The Ford Ranger Raptor has visited Litchfield tuners... to collect a Porsche 911 engine
Well, it finally happened. I used the mighty Raptor as a truck to do truck things. And it was such a success that I’m planning other things to make the most of its utility. Both the Raptor and I are walking a little taller, feeling more rugged. We are creatures of action and purpose. Well, sometimes. Very rarely.
The glorious day started unremarkably enough. Grey, cold, light drizzle. Luckily the Raptor is a very welcome sight on a winter’s day. Climbing up into the driver’s seat (and it is quite a climb. You sit much higher than most SUVs and really need the running board) creates a sense of elevated invincibility. Plus, the heated seats are nuclear and the heated steering wheel works very well, too.
The first leg of the journey was a simple 80-mile motorway schlep in company with my old Porsche 996 Carrera. Not much to report other than how HUGE the Raptor looks next to a 27-year old 911. In fact, it is huge. Over 100mm longer than a Range-Rover in long wheelbase configuration, for example. The Raptor doesn’t quite have Autobiography-levels of refinement but there’s little of the separate chassis shudder than you might expect. In this respect it’s much better than the full size F-150 Raptor available in the US.

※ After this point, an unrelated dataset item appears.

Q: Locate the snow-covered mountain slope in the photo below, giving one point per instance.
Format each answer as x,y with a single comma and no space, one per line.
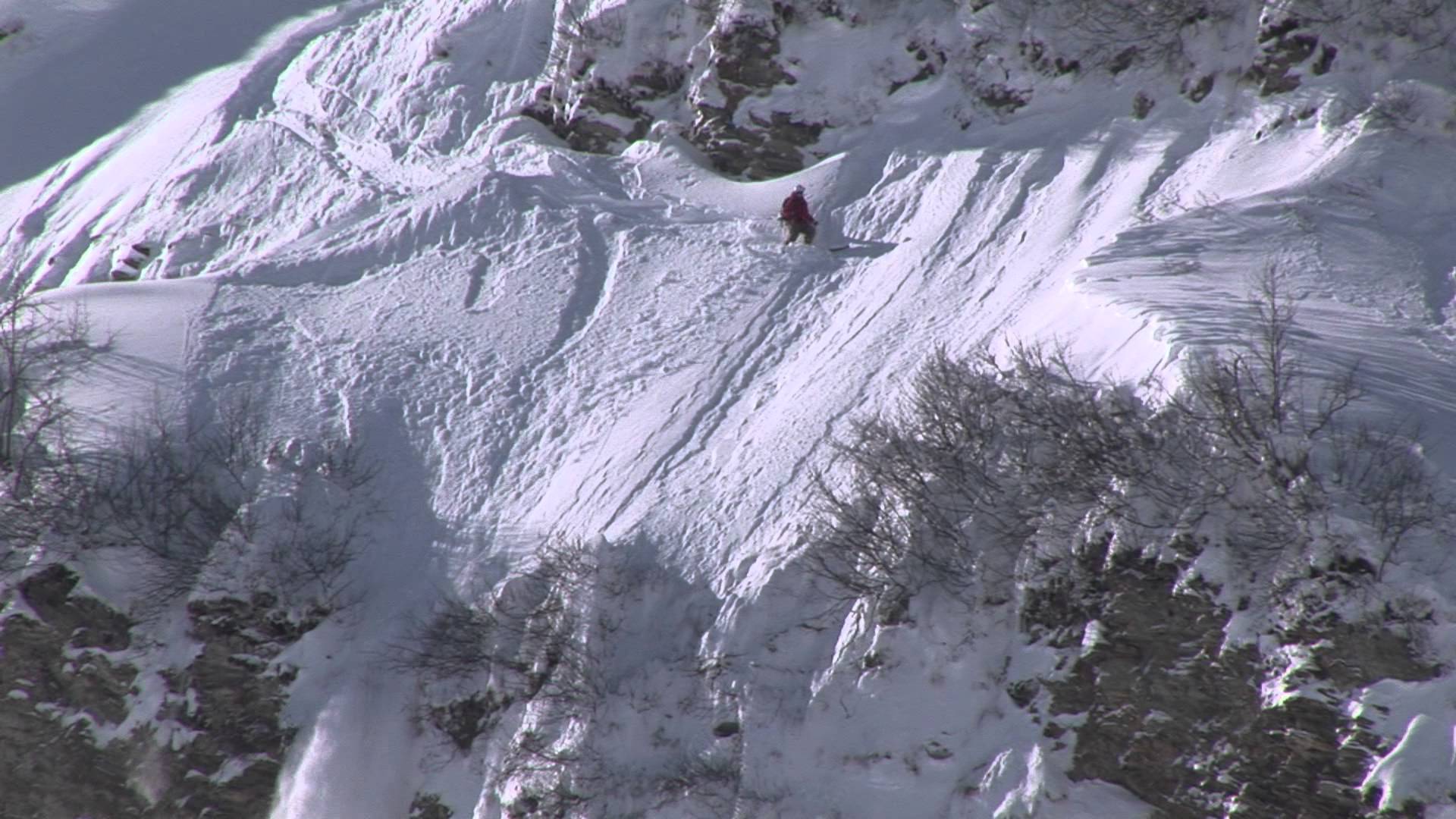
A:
347,222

Our destination was Litchfield, renowned tuner for Nissan GT-R and now Porsche, McLaren, BMW and anything else with four-wheels. They are the mad geniuses behind my 991 Carrera S-powered and wholly OTT 996. Which means they’ve also had my old broken 3.4-litre engine cluttering up their storage area for some time. So, the Raptor’s job was to bring it home to put in another storage area for an open-ended amount of time with the pretence I might rebuild it and sell it on. I’m sure I’ll throw it away in a few years' time!
The Raptor accepted the palette and forlorn flat-six with room to spare and despite the clearly much lower ride height once loaded, the powertrain barely seemed to notice. In some ways the truck felt a little better. The ride quality more settled, creating an even more relaxing journey on the way home. The afterglow of using a hand-pumped forklift and doing manual labour things probably helped, too.
As it turned out I had to drive around with the engine in the bed for several days. This curtailed my usual driving style, but did reinforce the Raptor’s effortless abilities. Five-up and with a heavy old lump in the back, the Ford barely shrugged. Although I am naturally prejudiced against huge, heavy vehicles purporting to be family cars, I have to admit that having the Raptor around is very appealing indeed. As much for the theoretical ability as for actually deploying it. Off-road, towing, loaded-up with stuff, sliding heroically around on tarmac, sand, mud or rocks… as a car for the apocalypse, the Raptor is hard to beat. Not bad on a drizzly Monday morning in Northamptonshire, either.